I found myself entranced by this thread today: LinkedIN

I replied there, but with the promise of more detail here:

A sales’s rep I worked with faced a challenge some years ago. He had to define Statistics in one bullet on a power point slide to contrast it with Data Mining. The result was brilliant: “Stats is proving or disproving a hypothesis with a single data set”.

Here is my own two cents on the most striking differences. Disclaimer: By “Stats” I really focusing on hypothesis testing using parametric techniques.

1) In Statistics your hypotheses predate the collection of data. In Data Mining, the data has already been collected during the normal course of doing business.

2) Data Mining assumes eventual deployment. You don’t always get there, but the whole process is built around identifying previously unknown patterns, proving that you are right, and deploying the results in the form of a transformed business process.

3) To be worth an effort of many person weeks, the search for patterns has to be exhaustive. It takes a lot of human effort, not only machine effort, to know where and how to look. It can not be fueled only by a priori hypotheses. To do so is to limit the search by the business experience of the data miner and their collaborators. No matter how extensive that experience is, it would be imprudent to let it impede the discovery of new patterns. Rather, that experience should be used during validation and deployment to ensure that the patterns can be made useful to the business.
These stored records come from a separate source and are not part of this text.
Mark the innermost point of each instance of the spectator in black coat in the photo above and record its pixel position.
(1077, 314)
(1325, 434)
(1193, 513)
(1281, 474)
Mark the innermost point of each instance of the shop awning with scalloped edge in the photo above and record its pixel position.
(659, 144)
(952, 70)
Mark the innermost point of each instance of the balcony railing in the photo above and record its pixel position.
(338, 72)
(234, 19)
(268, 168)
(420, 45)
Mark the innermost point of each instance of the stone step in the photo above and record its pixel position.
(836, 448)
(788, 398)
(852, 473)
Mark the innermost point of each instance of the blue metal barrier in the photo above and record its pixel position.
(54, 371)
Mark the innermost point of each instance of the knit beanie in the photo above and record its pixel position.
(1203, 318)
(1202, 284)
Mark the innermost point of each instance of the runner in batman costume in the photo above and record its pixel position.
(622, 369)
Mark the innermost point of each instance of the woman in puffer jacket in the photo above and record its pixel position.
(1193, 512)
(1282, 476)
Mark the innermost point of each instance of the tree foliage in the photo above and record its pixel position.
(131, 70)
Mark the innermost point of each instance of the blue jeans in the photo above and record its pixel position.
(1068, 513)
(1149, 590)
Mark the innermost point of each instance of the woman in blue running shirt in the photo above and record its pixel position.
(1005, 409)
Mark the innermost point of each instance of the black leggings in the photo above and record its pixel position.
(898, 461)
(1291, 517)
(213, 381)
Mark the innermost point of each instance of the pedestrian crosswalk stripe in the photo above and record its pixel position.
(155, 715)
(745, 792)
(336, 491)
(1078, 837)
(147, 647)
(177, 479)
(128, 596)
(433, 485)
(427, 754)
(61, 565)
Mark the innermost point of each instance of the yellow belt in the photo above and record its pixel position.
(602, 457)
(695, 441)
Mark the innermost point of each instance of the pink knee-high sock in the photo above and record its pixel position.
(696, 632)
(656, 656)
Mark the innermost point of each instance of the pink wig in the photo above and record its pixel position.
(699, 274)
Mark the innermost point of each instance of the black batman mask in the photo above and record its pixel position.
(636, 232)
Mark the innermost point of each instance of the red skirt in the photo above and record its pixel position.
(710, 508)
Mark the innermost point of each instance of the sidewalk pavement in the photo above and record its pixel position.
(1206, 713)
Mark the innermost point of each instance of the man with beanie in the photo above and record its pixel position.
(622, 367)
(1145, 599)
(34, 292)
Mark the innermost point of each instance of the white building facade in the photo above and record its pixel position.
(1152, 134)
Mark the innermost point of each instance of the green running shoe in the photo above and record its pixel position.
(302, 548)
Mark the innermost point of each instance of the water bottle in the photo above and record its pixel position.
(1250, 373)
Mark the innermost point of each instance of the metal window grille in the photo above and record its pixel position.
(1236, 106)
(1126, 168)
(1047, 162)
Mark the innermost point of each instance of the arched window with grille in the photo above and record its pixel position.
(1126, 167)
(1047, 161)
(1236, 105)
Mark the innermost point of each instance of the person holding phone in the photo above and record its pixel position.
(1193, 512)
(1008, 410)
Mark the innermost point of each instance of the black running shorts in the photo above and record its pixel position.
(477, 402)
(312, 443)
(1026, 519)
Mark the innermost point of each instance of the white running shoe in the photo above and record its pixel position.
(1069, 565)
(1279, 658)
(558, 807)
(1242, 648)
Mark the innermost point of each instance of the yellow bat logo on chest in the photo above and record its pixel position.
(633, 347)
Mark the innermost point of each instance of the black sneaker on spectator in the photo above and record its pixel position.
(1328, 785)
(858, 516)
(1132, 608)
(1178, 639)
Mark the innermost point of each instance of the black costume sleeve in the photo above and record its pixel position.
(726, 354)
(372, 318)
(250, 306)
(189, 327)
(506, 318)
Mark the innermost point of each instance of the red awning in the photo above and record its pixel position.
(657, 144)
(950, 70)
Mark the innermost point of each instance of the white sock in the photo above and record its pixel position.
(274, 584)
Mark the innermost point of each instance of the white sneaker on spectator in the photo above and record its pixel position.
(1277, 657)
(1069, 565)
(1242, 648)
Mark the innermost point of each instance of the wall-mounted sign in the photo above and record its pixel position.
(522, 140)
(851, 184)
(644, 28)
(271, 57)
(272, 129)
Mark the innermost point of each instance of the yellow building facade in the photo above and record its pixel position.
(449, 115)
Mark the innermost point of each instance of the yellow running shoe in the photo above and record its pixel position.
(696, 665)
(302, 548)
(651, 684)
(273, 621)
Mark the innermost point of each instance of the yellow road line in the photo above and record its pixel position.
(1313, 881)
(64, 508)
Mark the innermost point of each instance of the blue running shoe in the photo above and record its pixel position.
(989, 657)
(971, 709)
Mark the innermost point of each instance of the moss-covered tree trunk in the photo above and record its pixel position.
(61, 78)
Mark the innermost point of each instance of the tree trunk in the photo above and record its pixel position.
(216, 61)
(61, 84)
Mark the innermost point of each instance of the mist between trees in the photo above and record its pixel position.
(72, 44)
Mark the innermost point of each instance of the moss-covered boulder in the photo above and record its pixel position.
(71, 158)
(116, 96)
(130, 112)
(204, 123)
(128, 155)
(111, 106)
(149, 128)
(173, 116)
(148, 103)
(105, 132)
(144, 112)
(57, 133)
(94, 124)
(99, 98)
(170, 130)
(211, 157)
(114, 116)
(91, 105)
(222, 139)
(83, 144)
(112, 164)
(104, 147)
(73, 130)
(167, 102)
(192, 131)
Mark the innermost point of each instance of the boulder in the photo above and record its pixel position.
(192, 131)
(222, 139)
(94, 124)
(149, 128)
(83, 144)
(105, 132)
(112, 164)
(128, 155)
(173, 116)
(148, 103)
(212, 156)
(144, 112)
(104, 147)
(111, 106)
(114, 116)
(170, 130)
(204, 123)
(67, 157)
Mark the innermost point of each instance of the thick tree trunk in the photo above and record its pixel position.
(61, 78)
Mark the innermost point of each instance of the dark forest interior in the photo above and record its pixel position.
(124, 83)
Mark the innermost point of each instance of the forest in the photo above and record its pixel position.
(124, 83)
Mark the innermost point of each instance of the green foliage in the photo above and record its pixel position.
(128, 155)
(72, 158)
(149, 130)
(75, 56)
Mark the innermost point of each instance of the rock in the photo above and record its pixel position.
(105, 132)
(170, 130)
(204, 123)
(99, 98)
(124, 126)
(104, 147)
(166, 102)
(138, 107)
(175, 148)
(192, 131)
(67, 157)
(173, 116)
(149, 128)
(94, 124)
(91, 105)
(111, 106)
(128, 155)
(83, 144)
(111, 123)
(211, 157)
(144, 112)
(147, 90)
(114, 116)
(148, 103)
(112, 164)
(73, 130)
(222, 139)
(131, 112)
4) Data Miners always have to validate the model using data, whereas statisticians use distributional assumptions as a proxy for a validation data set.  It is always desirable to have a replication data set, but statisticians are not always that lucky. I am surprised how rarely the issue of money comes up when drawing the contrast between these two techniques. A competent statistician will often have to do a power analysis to determine sufficient sample size. One does not double (or increase less modestly) the sample size in order to create a validation data set. It would cost too much money. Imagine a heart study, for instance. Instead, one uses hypothesis testing and distributional assumptions to obviate the validation data set. In other words, the bell curve becomes a stand in for the validation data set. Data Miners don’t have to worry about this. They usually have  enough data to allow them to divide it randomly into a Train data set, and a Test data set.